I have a lightbulb that has an exponential lifetime distribution with mean $\mu$ months. So if I construct a pdf $f(x)$ and cdf $F(x)$ with parameter $\lambda$, and since $E[X] = \frac{1}{\lambda}$,
\begin{align} f(x) &= \frac{1}{\mu}e^{-\frac{1}{\mu}x} \\ F(x) &= 1-e^{-\frac{1}{\mu}x} \end{align}
Year $Y$ can be odd if it's the $1$st year ($12$ months), $3$rd year ($36$ months) and so on.
I'm having troubles constructing the $P(Y= \mathrm{odd})$ model here, as I don't know how to put together the infinite odd years described above.
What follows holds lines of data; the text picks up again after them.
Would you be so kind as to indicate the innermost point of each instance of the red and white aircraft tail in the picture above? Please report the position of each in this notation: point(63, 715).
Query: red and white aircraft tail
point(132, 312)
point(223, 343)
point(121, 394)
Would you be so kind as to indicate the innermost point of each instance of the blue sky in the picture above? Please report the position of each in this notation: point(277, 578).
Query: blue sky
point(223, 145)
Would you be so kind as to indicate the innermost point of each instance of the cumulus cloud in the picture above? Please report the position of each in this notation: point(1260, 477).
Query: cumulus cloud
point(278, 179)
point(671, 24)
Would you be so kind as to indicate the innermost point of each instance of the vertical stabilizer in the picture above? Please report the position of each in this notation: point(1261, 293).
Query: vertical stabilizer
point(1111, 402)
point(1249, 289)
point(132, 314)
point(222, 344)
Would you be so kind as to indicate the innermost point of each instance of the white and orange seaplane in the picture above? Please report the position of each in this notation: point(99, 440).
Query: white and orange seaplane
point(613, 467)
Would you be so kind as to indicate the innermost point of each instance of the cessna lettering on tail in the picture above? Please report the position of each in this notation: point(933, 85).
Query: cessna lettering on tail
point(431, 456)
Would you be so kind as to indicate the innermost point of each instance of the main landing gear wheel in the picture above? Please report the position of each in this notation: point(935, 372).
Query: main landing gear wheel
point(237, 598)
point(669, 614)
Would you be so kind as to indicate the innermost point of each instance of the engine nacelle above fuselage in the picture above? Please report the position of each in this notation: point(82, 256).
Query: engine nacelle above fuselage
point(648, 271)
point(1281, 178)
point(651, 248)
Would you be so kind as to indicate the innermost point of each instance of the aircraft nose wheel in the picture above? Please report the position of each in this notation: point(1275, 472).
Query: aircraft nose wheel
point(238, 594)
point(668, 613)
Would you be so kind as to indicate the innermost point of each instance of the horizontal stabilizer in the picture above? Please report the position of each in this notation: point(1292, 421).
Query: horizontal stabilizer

There's only one parameter in this exponential model – $\lambda=\frac1\mu$. Thus $$F_Y(y)=1-e^{-\lambda x}$$ $$P(12k<Y<12(k+1))=F_Y(12(k+1))-F_Y(12k)=1-e^{-12\lambda(k+1)}-1+e^{-12\lambda k}$$ $$=-e^{-12\lambda(k+1)}+e^{-12\lambda k}=e^{-12\lambda k}(1-e^{-12\lambda})$$ Then the probability the bulb fails in an odd year is an infinite sum with $k=2n=0,2,4\dots$: $$\sum_{n=0}^\infty e^{-24\lambda n}(1-e^{-12\lambda})$$ $$=(1-e^{-12\lambda})\sum_{n=0}^\infty(e^{-24\lambda})^n=\frac{1-e^{-12\lambda}}{1-e^{-24\lambda}}$$ $$=\frac{1-e^{-12/\mu}}{1-e^{-24/\mu}}$$ (We can derive this faster by using the memorylessness of the exponential distribution; in each 24-month cycle the probability of the bulb failing in the first half of that cycle given that it survives to the start of that cycle is constant, and equal to $\frac{F_Y(12)}{F_Y(24)}$.)